Music has always had this amazing power to touch. It has the ability to reach deep down inside of you & bring up feelings of all kinds. We all have our special songs that no matter where we are, the instant we hear the first few bars we smile, we cry, we uncontrollably burst out laughing or we even break out our awesome dance moves that make everyone point and stare (but we don’t care do we?).
The person or persons singing that song KNOW us. They GET us. They UNDERSTAND us…….and we know them. They are our friends, our confidants. They are there for us whenever we need them…..good times or bad. They are able to take exactly what we are feeling at that moment and express it with their lyrics & music.
I was a huge music fan when I was a kid. I had a local record shop that I ran to every week when I got my allowance to pick up a 45 rpm single that I would play over and over till my parents could actually sing parts of a song they never heard before or sometimes couldn’t even understand.
I remember being able to tell if someone got me an album for my birthday by the shape of the package. That beautiful 12 inch square! Those were always the presents I opened first. I was never able to open presents till after we sang Happy Birthday, so I would look at all the presents sitting on the sofa and scope out the order. That box is probably clothes, that present looks like a baseball glove, that weird shaped one is probably a toy.

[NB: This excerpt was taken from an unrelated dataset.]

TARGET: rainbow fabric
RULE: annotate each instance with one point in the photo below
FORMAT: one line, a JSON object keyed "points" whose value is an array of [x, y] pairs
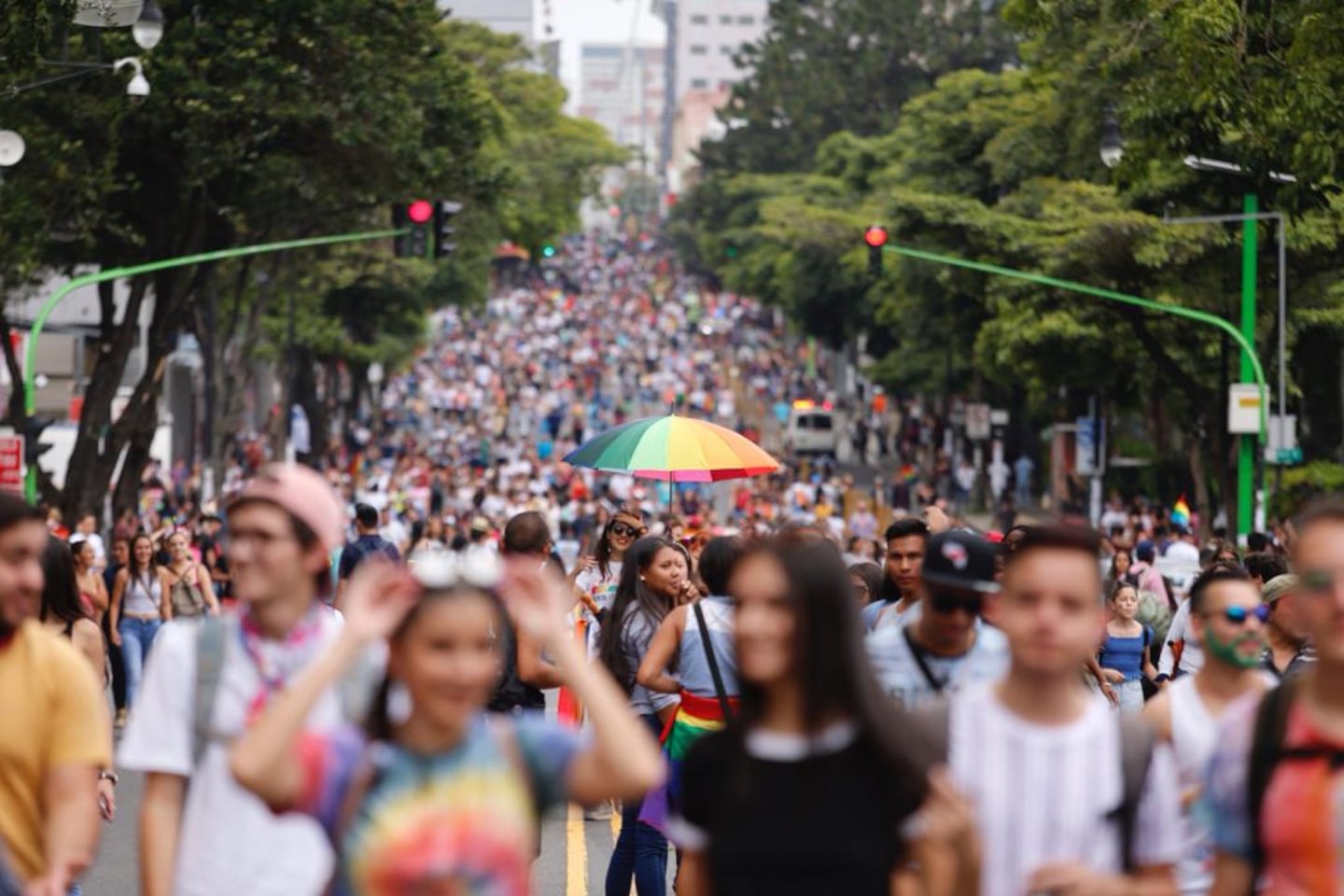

But THAT one……it was my 13th birthday and there it was…that now infamous blue cover with the painted animal skull. Eagles – Their Greatest Hits (1971-1975). I turned the album over and looked at all the songs that I had heard on WABC radio. All the songs that I had sat & waited hours for through commercials for all kinds of stuff that I thought I would never buy were now here at my fingertips. This album knew everything I was feeling as a teenager making that awkward transition into adulthood.
I could listen to “Best of My Love” while I was thinking about the girl who sat in front of me in class. I could play “Already Gone” while I played the air guitar and sang at the top of my lungs alone in my room. I could just sit back and daydream while “Take it Easy” or “Peaceful Easy Feeling” played in the background. When I was sad, “Desperado” shared some of that sadness with me.
I woke up this morning to find out we lost another special person…..and as the reality hit I began to hurt. A friend had passed and although I never met him, I knew him & he knew me. The songs from that album I got as a kid started playing in my head & I was transported to that time at 13 where the Eagles were as much a part of my life as baseball & comic books were…….and the pain began to hurt just a little less knowing that the friend I never met will actually always be with me. He will still understand me. He will still know me.
R.I.P my friend Glenn Frey …….thanks for being a friend…I think I’ll play the CD today.